Dr. Yusuf’s point was lost in the ensuing media coverage of the serious adverse events that showed up in the longer follow-ups—two to four years—of people given drug-eluting stents in clinical trials that compared them with people given uncoated stents. All were company-sponsored trials by Boston Scientific (Taxus stent) or Johnson & Johnson (Cypher stent).

Two separate analyses of the combined results of these trials were described at the Barcelona meeting by Edoardo Camenzind, MD, University Hospital in Geneva, and Alain J. Nordmann, MD, University Hospital, Basel, Switzerland. “What we saw in the long term was more deaths and MIs [heart attacks] in the groups with the first-generation drug-eluting stents,” said Dr. Carmenzind.

Dr. Nordmann’s analysis showed that the people implanted with a drug-eluting stent did better at one year, but there was “a trend toward increased mortality” with drug-eluting stents at up to four years of follow-up. People implanted with a Cypher stent fared worse than those with a Taxus stent in this analysis.
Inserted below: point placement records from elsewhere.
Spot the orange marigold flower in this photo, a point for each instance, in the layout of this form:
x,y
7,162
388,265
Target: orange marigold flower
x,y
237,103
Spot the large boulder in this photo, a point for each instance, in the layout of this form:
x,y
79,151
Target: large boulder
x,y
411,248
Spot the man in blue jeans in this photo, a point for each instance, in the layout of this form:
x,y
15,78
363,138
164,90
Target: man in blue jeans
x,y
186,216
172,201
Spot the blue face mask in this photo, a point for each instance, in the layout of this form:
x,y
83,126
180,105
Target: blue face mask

They had a higher rate of non-cardiac mortality and serious adverse events than the people with a Taxus stent. Within two days of the Barcelona meeting, Boston Scientific and Johnson & Johnson each released results of one trial claiming safety for its stent and advantages over the uncoated stent. This hasty release of data was, no doubt, intended to counter the negative press from Barcelona.

Shortly thereafter, Boston Scientific did an about-face. The company announced by way of The Wall Street Journal that its Taxus stent does in fact show a slightly higher rate of “late stent thrombosis [potentially fatal blood clots].” The announcement was based on the company’s own reanalysis of its trials. Stent thrombosis should not come as news to Johnson & Johnson because the FDA sent a warning letter to doctors about it months after the Cypher stent was approved in 2003. The following year, Boston Scientific had to recall 99,200 stent systems because of a defect that made it hard, in some cases, to deflate the balloon used to implant the stent. The defect was linked to three deaths and 47 serious injuries.
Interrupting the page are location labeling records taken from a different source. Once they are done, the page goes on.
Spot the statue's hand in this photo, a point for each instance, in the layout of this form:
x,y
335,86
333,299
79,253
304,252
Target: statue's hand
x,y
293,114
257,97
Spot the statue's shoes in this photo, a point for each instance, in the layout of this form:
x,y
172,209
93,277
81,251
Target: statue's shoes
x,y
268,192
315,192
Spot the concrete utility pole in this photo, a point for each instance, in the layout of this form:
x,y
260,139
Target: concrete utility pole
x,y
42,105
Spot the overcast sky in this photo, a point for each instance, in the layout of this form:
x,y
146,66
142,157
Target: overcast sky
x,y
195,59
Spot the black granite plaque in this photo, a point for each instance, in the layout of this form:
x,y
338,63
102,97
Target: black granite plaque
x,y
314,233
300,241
Stents were introduced after studies showed that about 40% of the coronary arteries close up again (restenosis) in the 6-12 months after angioplasty. This procedure involves the threading of a catheter to the constricted section of a coronary artery and then inflating a balloon at the tip of the catheter to compress the plaque or fatty deposits against the lining of the artery. The introduction of stents, mounted on the balloon catheter, was the intended solution to restenosis. Once the balloon is inflated, the stent expands and is pressed permanently into the inner wall of the constricted portion of the artery.

But physicians found that tissue growth around the stent caused restenosis. Drug-eluting stents were developed to prevent this problem. The Taxus stent emits paclitaxel, an anti-cancer drug that has anti-inflammatory effects. The Cypher stent emits sirolimus, an immunosuppressive drug. These stents reduce but do not eliminate the possibility of restenosis. Once implanted, people go on anti-clotting drugs (aspirin, Plavix) for the rest of their lives.

Bottom Line:
Though constricted coronary arteries are not the cause of future heart attacks (as outlined in April 2006 HealthFacts), a lucrative industry has built up around opening them. Because restenosis is common after angioplasty, drug-eluting stents were approved by the FDA in 2003 to reduce the risk. Approval was based on company-sponsored trials that lasted 6-24 months and an agreement that participants will continue to be followed to five years. The companies did not have to prove that their stents were better than drugs in reducing heart attacks. Instead, they merely had to prove drug-eluting stents are better than uncoated stents in avoiding restenosis. Longer follow-up data from these trials formed the basis of two new analyses that found potentially fatal blood clots are not as rare as previously thought. These analyses, however, remain to be confirmed as they have not yet been published.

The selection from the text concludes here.